From: "Roger Pau Monné" <roger.pau@citrix.com>
To: Jan Beulich <jbeulich@suse.com>
Cc: Elias El Yandouzi <eliasely@amazon.com>,
julien@xen.org, pdurrant@amazon.com, dwmw@amazon.com,
Hongyan Xia <hongyxia@amazon.com>,
Andrew Cooper <andrew.cooper3@citrix.com>,
Julien Grall <jgrall@amazon.com>,
xen-devel@lists.xenproject.org
Subject: Re: [PATCH V3 (resend) 01/19] x86: Create per-domain mapping of guest_root_pt
Date: Mon, 17 Jun 2024 09:33:42 +0200 [thread overview]
Message-ID: <Zm_m1shUlyt_KvBJ@macbook> (raw)
In-Reply-To: <71f7b9c8-43f9-4703-b6e3-8b3fe8b740c0@suse.com>
On Fri, Jun 14, 2024 at 08:23:30AM +0200, Jan Beulich wrote:
> On 13.06.2024 18:31, Elias El Yandouzi wrote:
> > On 16/05/2024 08:17, Jan Beulich wrote:
> >> On 15.05.2024 20:25, Elias El Yandouzi wrote:
> >>> However, I noticed quite a weird bug while doing some testing. I may
> >>> need your expertise to find the root cause.
> >>
> >> Looks like you've overflowed the dom0 kernel stack, most likely because
> >> of recurring nested exceptions.
> >>
> >>> In the case where I have more vCPUs than pCPUs (and let's consider we
> >>> have one pCPU for two vCPUs), I noticed that I would always get a page
> >>> fault in dom0 kernel (5.10.0-13-amd64) at the exact same location. I did
> >>> a bit of investigation but I couldn't come to a clear conclusion.

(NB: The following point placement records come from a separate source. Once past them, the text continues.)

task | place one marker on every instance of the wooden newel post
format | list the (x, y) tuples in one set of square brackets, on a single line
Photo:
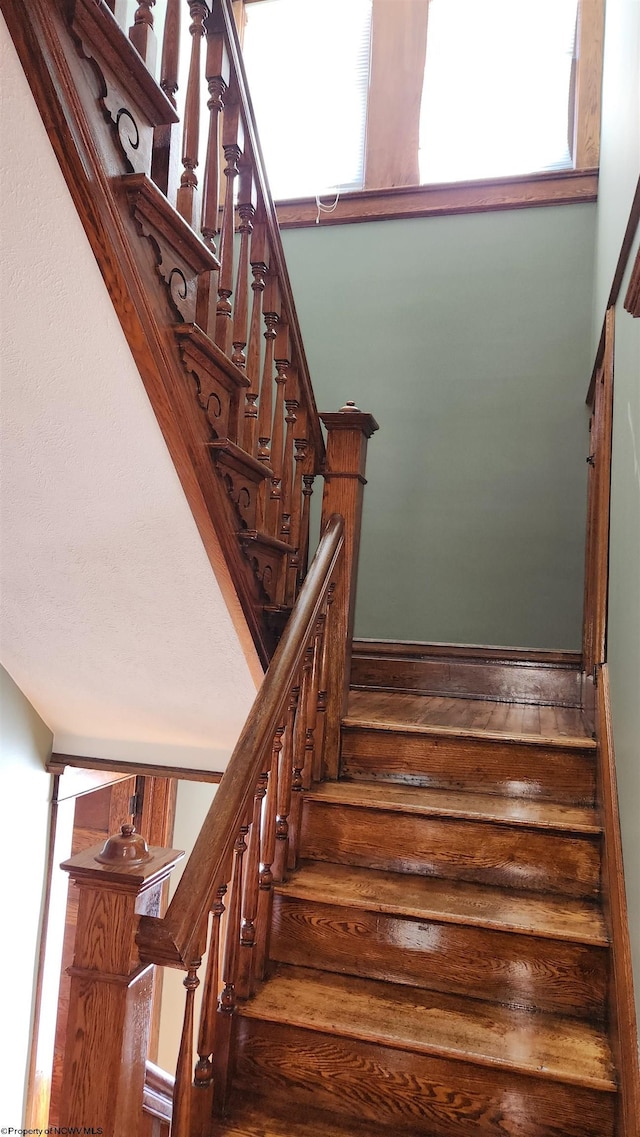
[(110, 992), (348, 433)]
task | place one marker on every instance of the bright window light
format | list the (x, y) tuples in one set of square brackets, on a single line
[(307, 64), (496, 88)]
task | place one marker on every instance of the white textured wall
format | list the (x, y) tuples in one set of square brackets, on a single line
[(25, 743), (114, 623)]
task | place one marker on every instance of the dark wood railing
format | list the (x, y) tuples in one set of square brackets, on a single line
[(222, 905), (173, 193), (246, 303)]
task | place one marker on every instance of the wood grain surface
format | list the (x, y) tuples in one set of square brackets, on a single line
[(522, 970), (437, 757), (512, 856)]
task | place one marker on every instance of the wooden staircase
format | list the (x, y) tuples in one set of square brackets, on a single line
[(439, 961)]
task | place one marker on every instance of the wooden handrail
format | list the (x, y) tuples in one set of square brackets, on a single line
[(158, 1092), (272, 223), (177, 938)]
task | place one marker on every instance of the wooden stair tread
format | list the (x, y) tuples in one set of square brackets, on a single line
[(429, 1022), (446, 803), (448, 901), (471, 719)]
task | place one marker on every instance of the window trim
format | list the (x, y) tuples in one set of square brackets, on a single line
[(390, 102)]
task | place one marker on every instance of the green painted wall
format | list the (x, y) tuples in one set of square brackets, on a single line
[(620, 167), (24, 823), (468, 338)]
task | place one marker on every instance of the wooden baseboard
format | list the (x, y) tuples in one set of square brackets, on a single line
[(468, 671), (622, 1007)]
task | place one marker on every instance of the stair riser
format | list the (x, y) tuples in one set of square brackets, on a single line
[(509, 856), (479, 765), (539, 973), (413, 1093), (481, 678)]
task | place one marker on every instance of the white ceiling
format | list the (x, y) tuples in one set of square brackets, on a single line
[(114, 624)]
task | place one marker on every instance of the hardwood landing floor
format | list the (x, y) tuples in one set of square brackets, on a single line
[(484, 716)]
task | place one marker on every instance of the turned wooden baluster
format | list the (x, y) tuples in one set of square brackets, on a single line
[(171, 50), (142, 35), (299, 758), (308, 479), (271, 312), (301, 446), (247, 199), (291, 405), (217, 75), (166, 166), (204, 1078), (250, 896), (282, 362), (227, 999), (284, 785), (188, 190), (321, 722), (259, 272), (181, 1120), (267, 857), (313, 704), (232, 139)]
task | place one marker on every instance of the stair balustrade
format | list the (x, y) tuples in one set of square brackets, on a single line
[(223, 902), (167, 152)]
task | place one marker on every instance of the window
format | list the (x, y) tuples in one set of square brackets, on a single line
[(391, 94), (496, 96), (310, 106)]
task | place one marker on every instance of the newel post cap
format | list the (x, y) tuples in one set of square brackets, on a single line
[(350, 417), (124, 861), (126, 847)]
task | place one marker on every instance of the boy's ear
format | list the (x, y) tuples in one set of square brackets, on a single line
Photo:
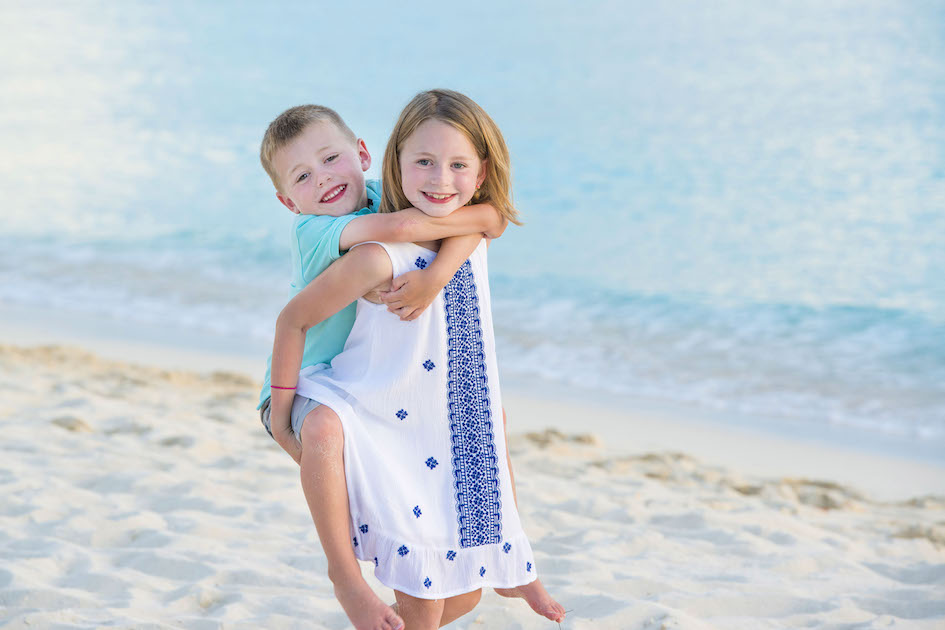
[(288, 203), (364, 156), (482, 173)]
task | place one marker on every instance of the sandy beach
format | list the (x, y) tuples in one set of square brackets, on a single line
[(146, 497)]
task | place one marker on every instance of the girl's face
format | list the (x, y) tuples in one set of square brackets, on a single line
[(439, 168)]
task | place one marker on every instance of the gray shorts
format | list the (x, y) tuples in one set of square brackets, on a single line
[(301, 407)]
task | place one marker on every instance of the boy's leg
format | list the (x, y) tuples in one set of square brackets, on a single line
[(534, 592), (457, 606), (419, 614), (323, 482)]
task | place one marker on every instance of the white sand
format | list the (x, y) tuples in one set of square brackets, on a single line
[(138, 497)]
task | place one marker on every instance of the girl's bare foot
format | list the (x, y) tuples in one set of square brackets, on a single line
[(538, 599), (365, 609)]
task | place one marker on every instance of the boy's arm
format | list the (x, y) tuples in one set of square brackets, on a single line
[(413, 225), (412, 292), (343, 282)]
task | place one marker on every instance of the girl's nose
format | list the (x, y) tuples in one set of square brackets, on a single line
[(438, 176)]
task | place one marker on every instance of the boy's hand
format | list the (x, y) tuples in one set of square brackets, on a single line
[(410, 294)]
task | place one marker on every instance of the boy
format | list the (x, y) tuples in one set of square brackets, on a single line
[(317, 165)]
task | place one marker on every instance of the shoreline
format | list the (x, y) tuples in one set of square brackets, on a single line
[(621, 425), (148, 496)]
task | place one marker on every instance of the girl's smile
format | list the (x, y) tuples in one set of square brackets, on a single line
[(440, 168)]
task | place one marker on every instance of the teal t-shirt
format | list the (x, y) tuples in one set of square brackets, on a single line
[(315, 245)]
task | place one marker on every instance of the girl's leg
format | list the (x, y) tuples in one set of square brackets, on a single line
[(457, 606), (323, 482), (534, 592), (419, 614)]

> >>> Looking at the stack trace [1], I have the feeling the crash occurs in a
> >>> loop or a recursive call.
> >>>
> >>> I tried to identify where the crash occurred using addr2line:
> >>>
> >>> > addr2line -e vmlinux-5.10.0-29-amd64 0xffffffff810218a0
> >>> debian/build/build_amd64_none_amd64/arch/x86/xen/mmu_pv.c:880
> >>>
> >>> It turns out to point on the closing bracket of the function
> >>> xen_mm_unpin_all()[2].
> >>>
> >>> I thought the crash could happen while returning from the function in
> >>> the assembly epilogue but the output of objdump doesn't even show the
> >>> address.
> >>>
> >>> The only theory I could think of was that because we only have one pCPU,
> >>> we may never execute one of the two vCPUs, and never setup the mapping
> >>> to the guest_root_pt in write_ptbase(), hence the page fault. This is
> >>> just a random theory, I couldn't find any hint suggesting it would be
> >>> the case though. Any idea how I could debug this?
> >>
> >> I guess you want to instrument Xen enough to catch the top level fault (or
> >> the 2nd from top, depending on where the nesting actually starts) to see
> >> why that happens. Quite likely some guest mapping isn't set up properly.
> >>
> >
> > Julien helped me with this one and I believe we have identified the
> > problem.
> >
> > As you've suggested, I wrote the mapping of the guest root PT in our
> > per-domain section, root_pt_l1tab, within write_ptbase() function as
> > we'd always be in the case v == current plus switch_cr3_cr4() would
> > always flush local tlb.
> >
> > However, there exists a path, in toggle_guest_mode(), where we could
> > call update_cr3()/make_cr3() without calling write_ptbase() and hence
> > not maintain mappings properly. Instead toggle_guest_mode() has a partly
> > open-coded version of write_ptbase().
> >
> > Would you rather like to see the mappings written in make_cr3() or in
> > toggle_guest_mode() within the pseudo open-coded version of write_ptbase()?
>
> Likely the latter, but that's hard to tell without seeing the resulting
> code.
There's already a special case for XPTI in toggle_guest_mode() to deal
exactly with that AFAICT. Maybe it would be better if write_ptbase()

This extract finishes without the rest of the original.